Shortly after the proclamation of Indonesian independence, Surachman was appointed as Minister for Economic Affairs (later Minister of Welfare) on 19 August 1945 in the Presidential Cabinet. In this tenure, he announced the government economic policy which favored cooperatives, and further announced that foreign property in Indonesia would still be respected by the new government. He was replaced by Darmawan Mangunkusumo when the cabinet fell in November 1945. He was reappointed into the new cabinet led by Sutan Sjahrir as Minister of Finance to replace the sick Sunarjo Kolopaking on 8 December 1945. He retained this post in the Second Sjahrir Cabinet.

In his capacity as Finance Minister, Surachman was the first issuer of the Oeang Republik Indonesia, which was arranged to be exchanged with Japanese occupation currency at a 1,000:1 exchange rate. He also announced a 45 percent increase in the salaries of high level civil servants in order to attract skilled bureaucrats. In order to finance the government, Surachman also arranged for the first issuing of Indonesian government bonds in April 1946. The bond issue was a success, raising 80 percent of the targeted proceeds within 45 days and the full amount in less than a year. However, due to poor documentation, the Indonesian government would later default on these bonds. During this period, Surachman would often personally hold onto the government funds, storing the cash in suitcases inside his home. He was replaced as finance minister by his deputy Sjafruddin Prawiranegara on 2 October 1946 upon the formation of the Third Sjahrir Cabinet. He was still active in government affairs, and after a large-scale Dutch offensive in 1947 seized much Indonesian-held territory, he formed a private company to accommodate the now-unemployed Republican civil servants around Jakarta.

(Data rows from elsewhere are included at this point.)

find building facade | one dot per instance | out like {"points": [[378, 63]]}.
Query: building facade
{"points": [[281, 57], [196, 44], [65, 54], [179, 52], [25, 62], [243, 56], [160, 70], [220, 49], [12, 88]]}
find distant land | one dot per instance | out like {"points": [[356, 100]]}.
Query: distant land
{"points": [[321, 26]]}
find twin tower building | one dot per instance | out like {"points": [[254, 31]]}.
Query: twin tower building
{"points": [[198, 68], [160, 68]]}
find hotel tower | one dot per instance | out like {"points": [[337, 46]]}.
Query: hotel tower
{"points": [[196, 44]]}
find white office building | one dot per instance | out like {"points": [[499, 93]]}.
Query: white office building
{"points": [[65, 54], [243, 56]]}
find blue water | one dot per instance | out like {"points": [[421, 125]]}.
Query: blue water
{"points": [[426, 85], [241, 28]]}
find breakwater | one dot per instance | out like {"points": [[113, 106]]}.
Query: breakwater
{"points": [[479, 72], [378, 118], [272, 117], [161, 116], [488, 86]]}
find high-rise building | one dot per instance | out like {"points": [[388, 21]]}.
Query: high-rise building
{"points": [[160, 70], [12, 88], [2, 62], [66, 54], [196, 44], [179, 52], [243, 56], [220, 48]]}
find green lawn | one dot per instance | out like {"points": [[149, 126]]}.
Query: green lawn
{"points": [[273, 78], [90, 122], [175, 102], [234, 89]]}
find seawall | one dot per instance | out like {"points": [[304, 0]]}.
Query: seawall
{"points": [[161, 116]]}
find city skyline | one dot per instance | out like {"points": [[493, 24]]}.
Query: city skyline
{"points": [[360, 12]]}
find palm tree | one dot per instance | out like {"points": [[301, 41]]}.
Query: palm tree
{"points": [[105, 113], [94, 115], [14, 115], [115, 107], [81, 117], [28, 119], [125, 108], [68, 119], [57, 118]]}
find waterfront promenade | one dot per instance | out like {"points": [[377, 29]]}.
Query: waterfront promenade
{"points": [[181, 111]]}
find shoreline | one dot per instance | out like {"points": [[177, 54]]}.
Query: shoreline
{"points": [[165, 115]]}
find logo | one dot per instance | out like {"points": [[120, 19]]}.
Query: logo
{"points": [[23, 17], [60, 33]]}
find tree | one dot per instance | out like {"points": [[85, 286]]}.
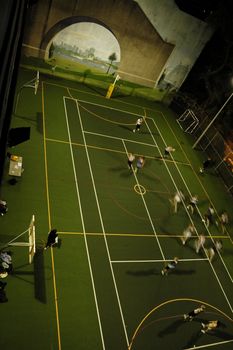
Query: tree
{"points": [[112, 57]]}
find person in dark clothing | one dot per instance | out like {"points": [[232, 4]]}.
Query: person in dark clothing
{"points": [[194, 313], [170, 266], [207, 164], [3, 298], [3, 207], [52, 238]]}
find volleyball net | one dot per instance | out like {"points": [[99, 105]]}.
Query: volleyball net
{"points": [[30, 233]]}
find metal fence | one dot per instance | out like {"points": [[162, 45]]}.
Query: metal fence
{"points": [[212, 143]]}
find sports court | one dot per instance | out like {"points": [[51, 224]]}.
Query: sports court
{"points": [[102, 287]]}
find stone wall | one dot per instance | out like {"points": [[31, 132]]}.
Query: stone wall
{"points": [[143, 52]]}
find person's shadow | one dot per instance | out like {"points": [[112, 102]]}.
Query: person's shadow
{"points": [[172, 328]]}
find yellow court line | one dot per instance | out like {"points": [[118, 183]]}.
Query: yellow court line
{"points": [[203, 188], [169, 302], [138, 235], [102, 97], [49, 222], [116, 151]]}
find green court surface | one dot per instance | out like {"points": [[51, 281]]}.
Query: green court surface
{"points": [[102, 287]]}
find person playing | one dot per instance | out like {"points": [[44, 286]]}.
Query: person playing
{"points": [[190, 316], [138, 124], [211, 251], [131, 159], [52, 238], [209, 326], [209, 216], [199, 243], [140, 163], [168, 150], [3, 207], [224, 220], [178, 197], [3, 298], [6, 261], [187, 233], [192, 203], [170, 266]]}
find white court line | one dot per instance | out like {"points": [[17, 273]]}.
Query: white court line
{"points": [[207, 229], [221, 287], [154, 260], [102, 226], [83, 226], [118, 138], [104, 106], [209, 345], [148, 213]]}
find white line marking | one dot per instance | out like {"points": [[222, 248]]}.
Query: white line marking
{"points": [[118, 138], [148, 213], [83, 225], [103, 228], [209, 345], [154, 260], [199, 214], [104, 106]]}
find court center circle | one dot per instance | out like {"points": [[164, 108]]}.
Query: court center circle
{"points": [[140, 189]]}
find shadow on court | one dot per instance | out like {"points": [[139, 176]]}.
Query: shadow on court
{"points": [[172, 328], [128, 128], [39, 276], [142, 273]]}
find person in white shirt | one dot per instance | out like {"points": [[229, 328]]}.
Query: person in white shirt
{"points": [[138, 124], [192, 203], [199, 243], [140, 163], [178, 197], [187, 233], [131, 159], [190, 316], [168, 151]]}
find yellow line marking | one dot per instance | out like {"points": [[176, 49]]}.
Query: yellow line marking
{"points": [[169, 302], [138, 235], [49, 222], [203, 188], [105, 119], [112, 150]]}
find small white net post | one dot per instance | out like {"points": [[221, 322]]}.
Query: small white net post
{"points": [[31, 243], [32, 239], [188, 121], [37, 82], [34, 83]]}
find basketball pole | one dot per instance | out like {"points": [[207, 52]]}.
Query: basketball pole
{"points": [[215, 117]]}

After the transfer of sovereignty in 1949, Surachman was appointed as the first Indonesian President of the University of Indonesia (UI) in 1950. In establishing the governance of the UI, he had to displace an opium processing factory in order to be able to establish his rector's office. He also lectured at the Bandung Institute of Technology. He died on 16 November 1952 in The Hague from hypertension, whilst on a diplomatic mission to negotiate the nationalization of Dutch tin mining companies in Indonesia.

== Personal life ==
Surachman married in 1922 while he was working in Bandung. His wife Sunarti was 16 at the time of their marriage, while Surachman was 37. She was the sole daughter of the regent of Grobogan at the time. They had four children, of which three daughters survived to adulthood.